A C++ software tool for imputating multivariate missing data with multiple methods (mean, multiple imputation, least-wise deletion, multivariate normal and skew-normal clustering). It is distributed for research use only under the GNU General Public License v3.0.
If you use this software for your research, please acknowledge it in your papers by citing the following references:
S. Riggi et al., "Handling missing data for the identification of charged particles in a multilayer detector: A comparison between different imputation methods", Nucl. Instr. and Meth. A 780 (2015) 81–90
or consider including me (S. Riggi, INAF - Osservatorio Astrofisico di Catania, Via S. Sofia 78, I-95123, Catania, Italy
as a co-author on your publications.
Software is currently been updated.
Install the project mandatory dependencies:
- ROOT [https://root.cern.ch/]
- R [https://www.r-project.org/], install also these additional packages: RInside, Rcpp, Matrix, Amelia, flexclust
- log4cxx [https://logging.apache.org/log4cxx/]
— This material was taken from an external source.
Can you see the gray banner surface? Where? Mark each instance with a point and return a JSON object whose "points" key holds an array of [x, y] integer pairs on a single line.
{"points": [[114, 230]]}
- boost [http://www.boost.org/]
Make sure you have set the following environment variables to the external library installation dirs
- ROOTSYS: set to ROOT installation path
- LOG4CXX_DIR: set to LOG4CXX library installation path
- BOOST_ROOT: set to BOOST library installation path
NB: Modify Makefile CPPFLAGS and LDFLAGS in case the dependency tools cannot be found.
To build the project:
- Clone this repository into your local $SOURCE_DIR
git clone https://github.com/simoneriggi/mida-imputation.git $SOURCE_DIR
- In the project directory type:
Binaries will be placed in the bin/ directory and libraries in the lib/ directory.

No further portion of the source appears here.